Feeling like a part of a team, with a clear, common goal is probably the most motivating thing for any developer. Convince them that everyone is determined on reaching the same goals, and show them what their role is in the big picture, and most of the time, they will be the ones working like crazy, while others complain about late hours.

On the other hand - being forced into writing poor, unmaintainable code, is one of the worst things you can do to a developer who loves his craft. You wouldn't ask a construction worker to build your house using the worst possible materials, while being blindfolded.

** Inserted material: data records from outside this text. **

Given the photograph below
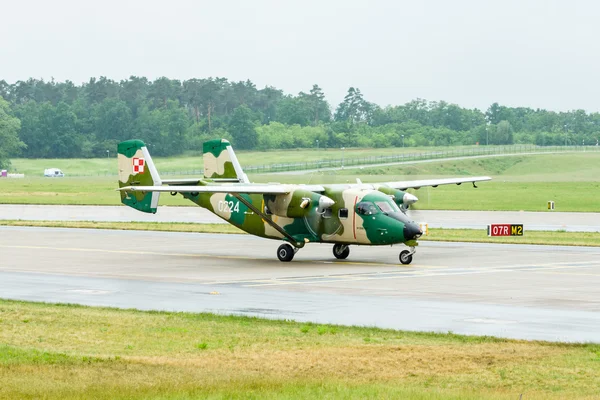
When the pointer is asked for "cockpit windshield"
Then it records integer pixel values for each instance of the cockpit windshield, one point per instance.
(366, 208)
(387, 207)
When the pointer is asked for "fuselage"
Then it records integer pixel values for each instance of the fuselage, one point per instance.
(357, 216)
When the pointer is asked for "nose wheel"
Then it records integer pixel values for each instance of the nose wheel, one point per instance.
(341, 251)
(285, 253)
(406, 256)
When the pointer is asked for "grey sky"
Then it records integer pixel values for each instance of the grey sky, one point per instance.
(531, 53)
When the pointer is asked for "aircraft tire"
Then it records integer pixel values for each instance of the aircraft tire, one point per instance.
(340, 251)
(285, 253)
(405, 257)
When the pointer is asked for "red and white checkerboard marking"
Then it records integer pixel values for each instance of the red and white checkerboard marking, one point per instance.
(138, 165)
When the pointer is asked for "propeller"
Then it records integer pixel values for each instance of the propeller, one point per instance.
(408, 199)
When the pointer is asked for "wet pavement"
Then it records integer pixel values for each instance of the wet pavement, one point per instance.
(515, 291)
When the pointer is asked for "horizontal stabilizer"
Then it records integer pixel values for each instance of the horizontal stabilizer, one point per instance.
(262, 189)
(435, 182)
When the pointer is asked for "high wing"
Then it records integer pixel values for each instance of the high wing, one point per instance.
(241, 188)
(403, 185)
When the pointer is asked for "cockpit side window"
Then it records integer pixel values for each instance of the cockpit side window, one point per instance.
(387, 207)
(366, 208)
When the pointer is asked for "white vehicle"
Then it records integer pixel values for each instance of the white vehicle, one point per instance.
(53, 173)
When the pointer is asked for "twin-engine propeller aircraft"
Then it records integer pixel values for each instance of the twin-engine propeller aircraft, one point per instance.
(342, 214)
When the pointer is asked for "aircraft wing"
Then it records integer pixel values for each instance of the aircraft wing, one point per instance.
(403, 185)
(249, 189)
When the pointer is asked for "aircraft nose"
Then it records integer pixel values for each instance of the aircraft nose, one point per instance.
(412, 231)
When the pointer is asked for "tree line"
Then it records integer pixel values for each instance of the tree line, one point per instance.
(43, 119)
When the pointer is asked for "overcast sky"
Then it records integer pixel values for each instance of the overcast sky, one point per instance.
(534, 53)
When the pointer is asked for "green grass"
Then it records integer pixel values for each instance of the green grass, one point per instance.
(193, 162)
(447, 235)
(519, 183)
(107, 166)
(74, 352)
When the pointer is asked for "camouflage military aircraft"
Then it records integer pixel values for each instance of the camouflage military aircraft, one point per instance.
(341, 214)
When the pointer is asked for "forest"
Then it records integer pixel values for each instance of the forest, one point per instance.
(49, 119)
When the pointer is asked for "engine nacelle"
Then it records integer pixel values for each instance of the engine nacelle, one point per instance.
(297, 203)
(401, 198)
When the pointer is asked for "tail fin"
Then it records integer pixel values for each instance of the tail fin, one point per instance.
(137, 169)
(220, 162)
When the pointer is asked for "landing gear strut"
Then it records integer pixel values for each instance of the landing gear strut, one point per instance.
(406, 256)
(341, 251)
(285, 252)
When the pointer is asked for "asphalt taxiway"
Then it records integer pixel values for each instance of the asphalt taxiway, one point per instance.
(516, 291)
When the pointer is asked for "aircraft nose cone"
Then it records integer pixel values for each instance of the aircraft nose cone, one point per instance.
(412, 231)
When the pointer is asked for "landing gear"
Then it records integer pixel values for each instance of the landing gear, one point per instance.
(406, 256)
(341, 251)
(285, 252)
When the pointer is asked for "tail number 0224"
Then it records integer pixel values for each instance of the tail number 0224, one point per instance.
(228, 206)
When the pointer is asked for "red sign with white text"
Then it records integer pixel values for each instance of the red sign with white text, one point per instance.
(505, 230)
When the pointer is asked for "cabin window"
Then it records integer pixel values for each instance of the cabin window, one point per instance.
(365, 208)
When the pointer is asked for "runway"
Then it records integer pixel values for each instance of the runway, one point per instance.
(537, 221)
(514, 291)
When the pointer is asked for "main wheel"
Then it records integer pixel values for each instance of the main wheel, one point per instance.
(405, 257)
(285, 252)
(341, 251)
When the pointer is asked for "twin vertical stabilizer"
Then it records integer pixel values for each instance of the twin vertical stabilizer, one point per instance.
(137, 169)
(220, 162)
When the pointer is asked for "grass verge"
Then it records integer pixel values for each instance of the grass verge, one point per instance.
(75, 352)
(444, 235)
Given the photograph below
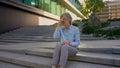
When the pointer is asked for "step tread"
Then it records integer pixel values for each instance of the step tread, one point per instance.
(38, 62)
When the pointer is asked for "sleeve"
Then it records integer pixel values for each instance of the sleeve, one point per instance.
(57, 34)
(76, 41)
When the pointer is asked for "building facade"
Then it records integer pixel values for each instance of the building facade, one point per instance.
(18, 13)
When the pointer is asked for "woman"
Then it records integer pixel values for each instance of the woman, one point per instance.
(70, 39)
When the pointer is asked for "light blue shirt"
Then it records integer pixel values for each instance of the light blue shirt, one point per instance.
(71, 34)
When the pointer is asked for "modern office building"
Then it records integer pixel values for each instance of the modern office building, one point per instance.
(18, 13)
(111, 11)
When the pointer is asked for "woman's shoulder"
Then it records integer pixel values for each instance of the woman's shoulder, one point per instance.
(74, 27)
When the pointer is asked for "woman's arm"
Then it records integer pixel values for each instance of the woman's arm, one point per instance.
(76, 41)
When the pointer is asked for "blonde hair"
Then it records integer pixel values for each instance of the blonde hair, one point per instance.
(67, 15)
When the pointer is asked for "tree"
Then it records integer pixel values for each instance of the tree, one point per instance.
(90, 8)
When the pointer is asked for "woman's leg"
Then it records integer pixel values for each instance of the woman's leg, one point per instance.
(56, 56)
(65, 52)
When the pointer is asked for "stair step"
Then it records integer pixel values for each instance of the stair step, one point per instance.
(43, 62)
(10, 65)
(101, 50)
(108, 59)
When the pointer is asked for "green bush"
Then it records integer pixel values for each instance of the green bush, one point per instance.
(105, 24)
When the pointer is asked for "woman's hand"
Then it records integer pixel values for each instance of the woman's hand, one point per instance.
(66, 42)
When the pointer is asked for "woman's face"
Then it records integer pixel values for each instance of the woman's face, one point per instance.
(65, 21)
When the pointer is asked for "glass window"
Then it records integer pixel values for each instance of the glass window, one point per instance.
(58, 9)
(53, 7)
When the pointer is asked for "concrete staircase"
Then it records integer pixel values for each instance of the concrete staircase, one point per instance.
(27, 48)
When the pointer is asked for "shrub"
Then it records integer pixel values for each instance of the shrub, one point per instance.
(75, 24)
(105, 24)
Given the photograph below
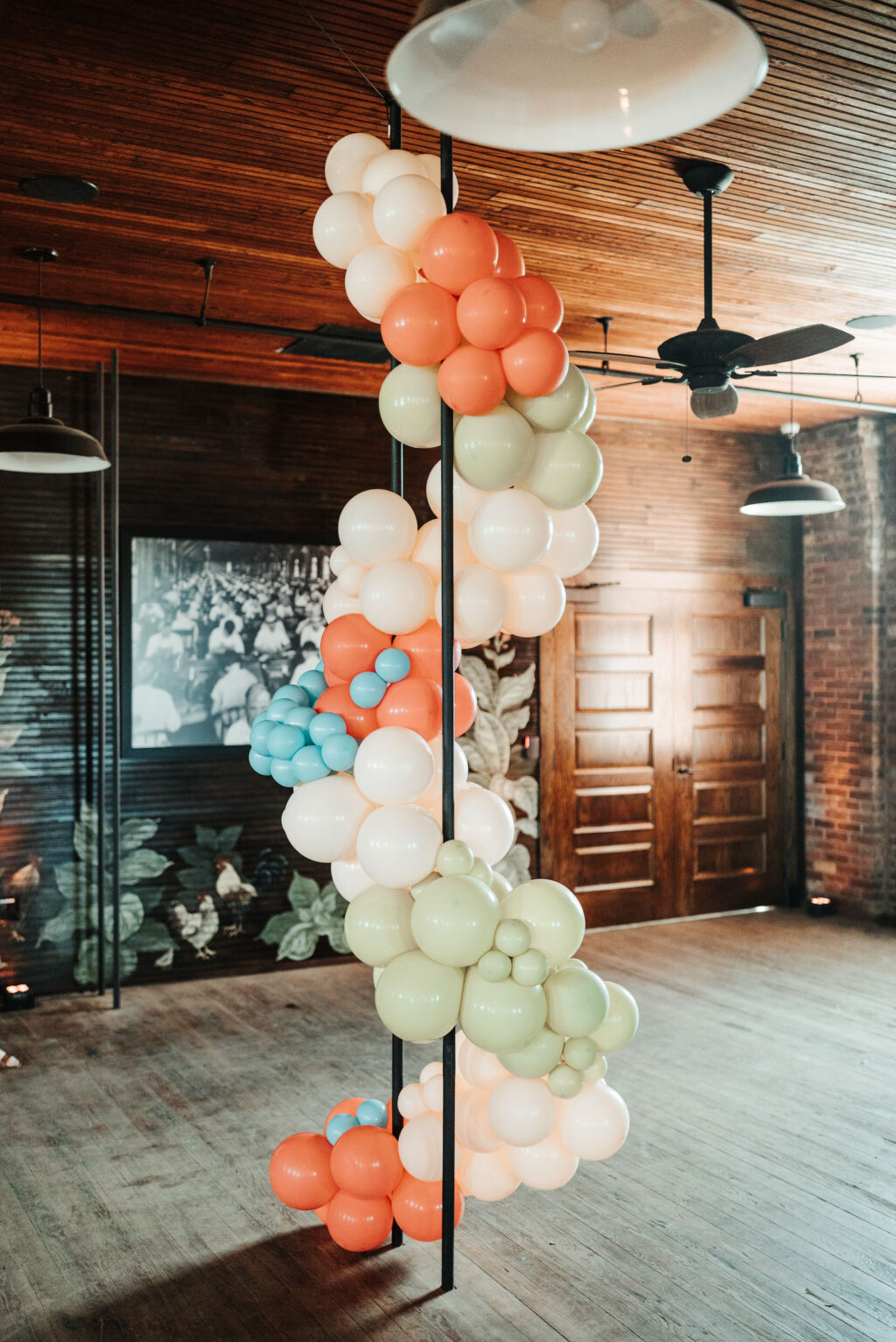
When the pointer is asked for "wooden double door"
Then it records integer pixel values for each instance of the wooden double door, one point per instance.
(662, 751)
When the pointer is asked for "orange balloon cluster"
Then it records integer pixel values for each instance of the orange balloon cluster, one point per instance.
(476, 290)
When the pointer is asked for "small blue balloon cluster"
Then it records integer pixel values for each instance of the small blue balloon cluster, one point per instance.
(292, 744)
(372, 1113)
(368, 688)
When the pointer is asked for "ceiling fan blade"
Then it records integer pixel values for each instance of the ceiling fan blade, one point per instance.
(714, 404)
(785, 346)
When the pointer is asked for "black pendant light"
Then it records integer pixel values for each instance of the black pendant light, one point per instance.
(42, 444)
(565, 75)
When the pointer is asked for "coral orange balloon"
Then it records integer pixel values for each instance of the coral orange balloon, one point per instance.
(491, 313)
(424, 650)
(301, 1171)
(472, 380)
(536, 364)
(465, 705)
(360, 723)
(510, 259)
(365, 1163)
(420, 325)
(360, 1224)
(416, 1206)
(456, 250)
(350, 646)
(415, 703)
(543, 304)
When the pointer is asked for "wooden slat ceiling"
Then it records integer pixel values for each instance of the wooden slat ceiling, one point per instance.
(206, 123)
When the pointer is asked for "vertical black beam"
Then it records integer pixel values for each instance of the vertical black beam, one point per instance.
(102, 726)
(448, 1062)
(116, 678)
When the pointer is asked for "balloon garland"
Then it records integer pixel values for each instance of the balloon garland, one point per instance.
(359, 738)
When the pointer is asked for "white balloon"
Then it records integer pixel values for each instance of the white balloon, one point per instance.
(536, 600)
(342, 227)
(347, 158)
(480, 605)
(467, 500)
(573, 542)
(350, 878)
(410, 404)
(384, 168)
(393, 765)
(594, 1123)
(397, 596)
(322, 819)
(405, 208)
(397, 844)
(522, 1111)
(485, 821)
(377, 527)
(428, 548)
(510, 530)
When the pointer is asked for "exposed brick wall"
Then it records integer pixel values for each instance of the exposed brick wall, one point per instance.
(850, 670)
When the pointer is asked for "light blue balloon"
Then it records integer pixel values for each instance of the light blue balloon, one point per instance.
(309, 765)
(262, 764)
(339, 1125)
(326, 725)
(339, 753)
(392, 665)
(372, 1113)
(368, 688)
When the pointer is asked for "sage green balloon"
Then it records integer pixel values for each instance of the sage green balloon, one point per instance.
(500, 1017)
(536, 1059)
(577, 1002)
(619, 1025)
(566, 469)
(530, 968)
(565, 1082)
(553, 914)
(579, 1052)
(417, 999)
(495, 967)
(453, 919)
(377, 925)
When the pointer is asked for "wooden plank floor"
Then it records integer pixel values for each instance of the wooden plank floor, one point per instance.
(754, 1200)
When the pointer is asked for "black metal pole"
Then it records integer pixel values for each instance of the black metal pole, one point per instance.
(116, 676)
(101, 682)
(448, 1060)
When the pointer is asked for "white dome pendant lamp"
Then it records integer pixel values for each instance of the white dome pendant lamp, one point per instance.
(565, 75)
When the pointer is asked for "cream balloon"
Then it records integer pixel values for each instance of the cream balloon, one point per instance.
(522, 1110)
(536, 601)
(322, 819)
(377, 925)
(342, 227)
(480, 605)
(397, 596)
(397, 844)
(561, 409)
(347, 158)
(574, 541)
(494, 451)
(594, 1123)
(554, 915)
(393, 765)
(485, 821)
(410, 404)
(467, 500)
(377, 527)
(405, 208)
(565, 469)
(510, 530)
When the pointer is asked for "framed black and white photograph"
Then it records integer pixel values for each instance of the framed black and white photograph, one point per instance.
(211, 630)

If you have limited time, cut down on features, not on "doing things the right way". Delivering a successful product in a developers mind is more than just "launching on time" - if the technical platform is not up to the standards of the developer, they will see it as a failure, on time or not.

2. Making a difference

Developers are commonly fueled by the desire to change the world. Sometimes by automating stupid, human behaviour that waste precious lives, but most commonly by the desire to make everyones lives a bit easier and pleasant.

Most of the time, a developer will choose a position based on the reach of his work: If it affects millions of people, or helps someone, they will choose it over a position that pays a bit more. At the end of the day, developers are pleasers and problemsolvers.

3. Excellent management

No micro-management. The best way to manage a team of software developers, is to present a challenge, encourage independent thinking and shield the team from any disturbances, while not getting in the way of the development process.

The worst mistake made as a manager, is probably to demean the work done by developers. Don't tell them their estimates are "way off", unless you're a developer yourself, and know how a feature should be implemented. Instead, encourage them by explaining the impact of the feature, and the difference it will make for the company, not telling them it "should be easy to implement".

4. Being heard

Developers are on the frontline, when it comes to the services and systems running the company - and they're usually the first to know when something is not working. If a system crashes after a developer pointed out the flaws or shortcomings of the platform, over a period of time, he will take it personally if noone listened to the warnings.

The most basic rule - if a developer speaks, you should listen. If more developers agree, you should act.

5. Learning and being challenged

Chances are if you're hiring a developer that have 10 years of professional experience, you can count on them having at least 2-3 additional years of sparetime invested in their knowledge, and they did that for a reason.

As developers, the world we work in keep changing. Developers need to stay up-to-date, and most will do that on their own, if the challenges of the job require it. Just don't expect a developer to stay in a position, if the tasks are the same as they were last year.

Now what?

Are you a developer? Take a look at the list, and try to figure out which points are present in your current job, and which aren't. From my own world, points #1, #2 and #5 are some of the main reasons I'm looking forward to my new job. Are you pleased with your own result?

Are you a manager? Try asking the developers how they feel about the points in this post. Are they satisfied with all points, or are some lacking?